Is there a beautiful explicit description for the $ p $primary torsion points $ E (k_ infty) _ {p ^ infty} $?

Theory nt.number – The maximum number of elements in $ S_n $

Note by $ S_n $ the group of permutations of the set $ {1, ldots, n } $ with composition as a binary operation. Let $ m_n $ indicate the maximum order that an element of $ S_n $ may have. What is the smallest positive integer k $ such as $ lim_ {n to infty} frac {m_n} {n ^ k} < infty $?

nt.number theory – Sufficient condition for the absolute convergence of Fourier series of a function on the quotient adele $ mathbb A_k / k $

Let $ G $ to be a compact abelian group. The unitary characters of $ G $ form an orthonormal basis of $ L ^ 2 (G) $, so each square integrable function $ f: G rightarrow mathbb C $ admits a Fourier expansion

$$ f (x) = sum limit _ { chi in hat {G}} c _ { chi} chi (x) tag {1} $$

where the $ c _ { chi} $ are complex numbers only determined satisfying $ sum limits | c _ { chi} | ^ 2 < infty $, and the right side converges to $ f $ in the $ L ^ 2 $-standard.

If more $$ sum limits | c _ { chi} | < infty tag {2} $$ then (1) is actually a point limit (and actually a uniform limit).

When $ G = mathbb R / mathbb Z $it is well known that a sufficient condition for (2) is that $ f $ to be smooth (even just $ C ^ 1 $).

What is it when $ G = mathbb A_k / k $ for k $ a numeric field, and $ mathbb A_k $ the adeles of k $? There is a notion of smooth function on $ mathbb A_k $ (being smooth in the Archimedean argument and locally constant in the nonarchedian). Does the Fourier series of a smooth function $ f $ sure $ mathbb A_k / k $ to satisfy (2)? If not, is there a sufficient condition well known on $ f $ for (2) to hold?

nt.number theory – New formula for the quadratic field class number $ mathbb Q ( sqrt {(- 1) ^ {(p-1) / 2} p}) $?

I have the following conjecture involving a possible new formula for the class number of the quadratic field $ mathbb Q ( sqrt {(1) ^ {(p-1) / 2} p}) $ with $ p $ a strange bonus.

Conjecture. Let $ p $ to be an odd number and leave $ p ^ * = (- 1) ^ {(p-1) / 2} p $. Then the class number $ h (p ^ *) $ of the quadratic field $ mathbb Q ( sqrt {p ^ *}) $ coincides with the number
$$ frac {( frac {-2} p)} {2 ^ {(p-3) / 2} p ^ {(p-5) / 4}}} det left[cotpifrac{jk}pright]_ {1 le, k le (p-1) / 2}, $$
or $ ( frac { cdot} p) $ is the symbol of Legendre.

This is conjecture 5.1 in my preprint arXiv: 1901.04837. I checked it for all the odd firsts $ p <$ 29. Note that $ h (p ^ *) = $ 1 for each odd premium $ p <23 $, and $ h (-23) = $ 3.

Here, I invite some of you to further test this hypothesis. My computer can not check it even for $ p = $ 29.

nt.number theory – A surprising identity: $ det[cospifrac{jk}n]_ {1 j, k n} = (- 1) ^ { lfloor frac {n + 1} 2 rfloor} (n / 2) ^ {(n-1) / 2} $

On the basis of my calculation, I pose here my next conjecture involving the cosine function.

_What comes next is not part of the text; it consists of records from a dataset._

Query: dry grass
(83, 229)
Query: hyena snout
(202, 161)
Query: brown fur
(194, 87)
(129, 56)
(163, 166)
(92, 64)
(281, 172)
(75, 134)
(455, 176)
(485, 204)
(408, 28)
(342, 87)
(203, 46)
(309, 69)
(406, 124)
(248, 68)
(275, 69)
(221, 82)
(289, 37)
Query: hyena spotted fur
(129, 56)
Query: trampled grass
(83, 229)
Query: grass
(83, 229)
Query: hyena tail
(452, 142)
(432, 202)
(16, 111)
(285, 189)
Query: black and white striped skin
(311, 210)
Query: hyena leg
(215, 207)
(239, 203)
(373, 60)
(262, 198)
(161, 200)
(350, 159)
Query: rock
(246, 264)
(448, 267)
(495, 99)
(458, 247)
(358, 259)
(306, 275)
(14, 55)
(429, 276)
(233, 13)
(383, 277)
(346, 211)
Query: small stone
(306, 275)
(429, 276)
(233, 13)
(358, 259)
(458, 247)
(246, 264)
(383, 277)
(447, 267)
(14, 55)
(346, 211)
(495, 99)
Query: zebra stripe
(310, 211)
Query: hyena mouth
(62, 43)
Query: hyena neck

Conjecture. For any positive integer $ n $we have the identity
$$ frac1 {2n} det left[cospifrac{jk}nright]_ {0 le j, k n} = det left[cospifrac{jk}nright]_ {1 j, k n} = (- 1) ^ { lfloor frac {n + 1} 2 rfloor} (n / 2) ^ {(n-1) / 2}. $$

This is a part of conjecture 5.7 in my pre-print arXiv: 1901.04837. The paper contains more similar conjectures.

Ideas for a solution of the conjecture?

nt.number theory – Vector the shortest of the basic product and its sizing?

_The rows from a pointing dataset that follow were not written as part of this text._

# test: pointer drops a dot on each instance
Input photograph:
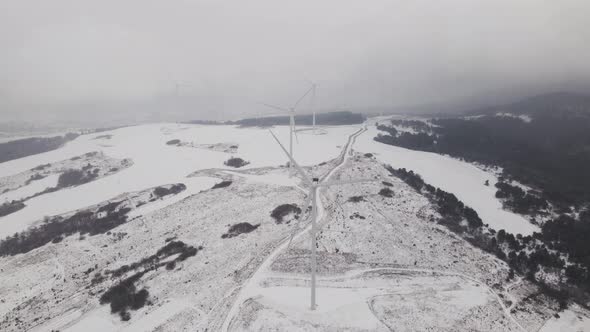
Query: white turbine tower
(312, 104)
(291, 114)
(314, 185)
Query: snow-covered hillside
(156, 163)
(384, 263)
(463, 179)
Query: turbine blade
(295, 131)
(297, 167)
(273, 106)
(302, 97)
(341, 182)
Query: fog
(180, 59)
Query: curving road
(249, 288)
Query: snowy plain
(460, 178)
(156, 163)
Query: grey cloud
(81, 56)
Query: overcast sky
(82, 56)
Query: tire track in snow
(249, 287)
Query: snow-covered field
(156, 163)
(463, 179)
(383, 263)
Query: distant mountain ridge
(550, 104)
(326, 119)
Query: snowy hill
(177, 240)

Given a lattice $ Lambda $ we can find a base $ v_1, dots, v_n in mathbb R ^ n $ with

$$ | v_i | leq gamma_ {i, n} det ( Lambda) ^ {1 / (n-i + 1)} $$ or $ gamma_i $ is a function only of $ i $ and $ n $.

Organize $ v_1, dots, v_n in mathbb R ^ n $ like rows of a matrix $ M $. So any vector in the networks is of shape $ xM $ or $ x in mathbb Z ^ n $.

  1. If you have another network $ Lambda & # 39; with base $ D $ and the shortest vectors
    $ u_1, dots, u_n in mathbb R ^ n $ with $$ | u_i | leq gamma # {i, n} det ( Lambda & # 39;) ^ {1 / (n-i + 1)} $$ do we know something about lattice $ Lambda & # 39; $ with base $ MD $?

  2. Yes $ D $ is diagonal then $ | v_1 |, dots, | v_n | in mathbb R ^ n $ always provide upper related to the length of the shortest vectors in the network $ Lambda & # 39; $ with base $ MD $?